Rimmed baking sheets

 I love my rimmed baking sheets.  Pictured above are half sheet and a quarter sheet.  They are the perfect size for just about anything.  

As you can see, I have a lot of them.  I use mine a lot so they are scuffed up and show signs of use, but they're still shiny and beautiful.

The quarter baking sheets are the perfect size for roasting vegetables, roasting a whole fish (mmm, branzino), and most things for two people, really.  I also use them for prep work.  They hold vegetables, raw meats, cooked meats, everything.  And because I have a lot of them, I just keep pulling them out which keeps things sanitary.

I use the half baking sheets for cooking, prepping, roasting, and broiling -- like Chinese ribs.  When I'm frying chicken, I lay out all the brined chicken pieces on a rack to drip off their buttermilk so I can easily sprinkle the spice mixture.  When we throw parties, they provide heavy duty support holding food in various stages of prep.  I keep the little plastic stands we get with fresh pasta so I can stack the trays in the fridge.

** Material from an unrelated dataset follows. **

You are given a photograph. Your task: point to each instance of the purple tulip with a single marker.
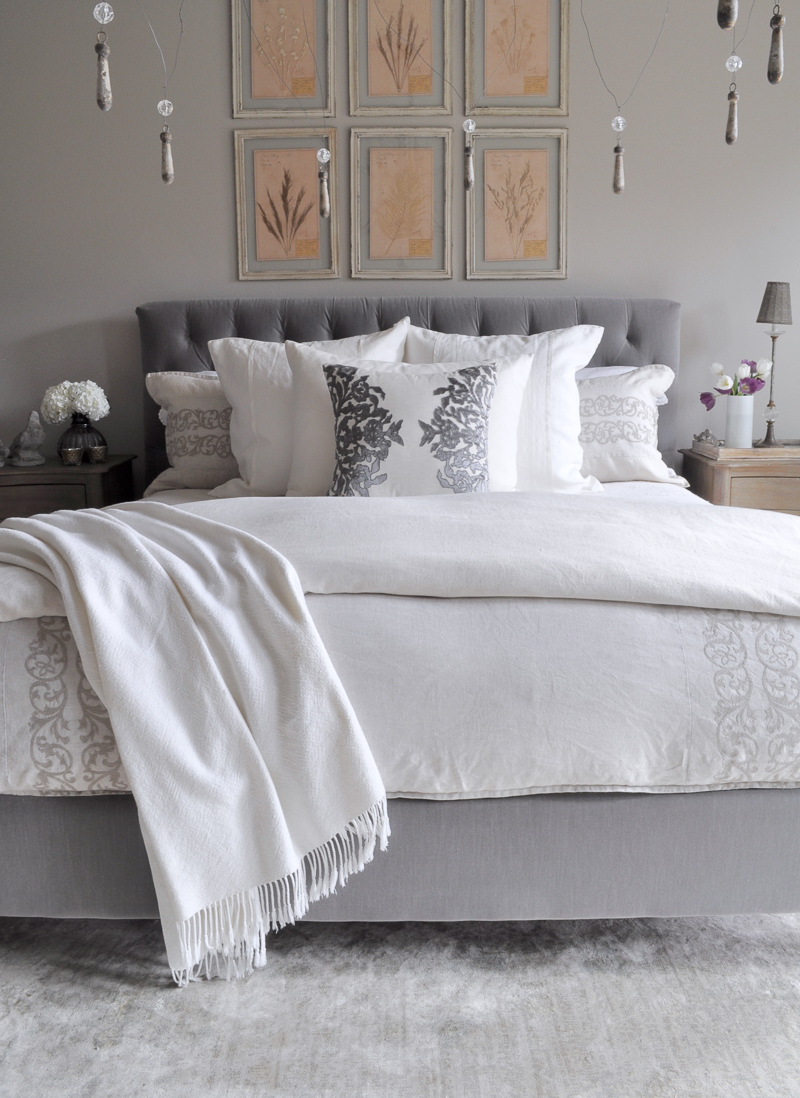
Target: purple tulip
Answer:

The only bummer about these baking sheets is that they don't go into the dishwasher.  I mean, they could go in the dishwasher.  I've put them in there before.  But then they lose their luster, and they get a little funky in color.  They still cook just fine.  They don't flake like aluminum baking sheets.  So it's handwashing for these babies.  But that's a small trade-off for their versatility.  And if they ever get grimy, you can shine 'em up again with baking soda and peroxide.

I bought mine at a restaurant supply store.  Costco seems to be carrying them now, too.  You want to be sure you are getting thick good quality ones.  Bad ones will buckle when they heat up, which is bad for just about anything that is on them.  Cooks Illustrated speaks highly of the Vollrath ones, if you need a brand to look for.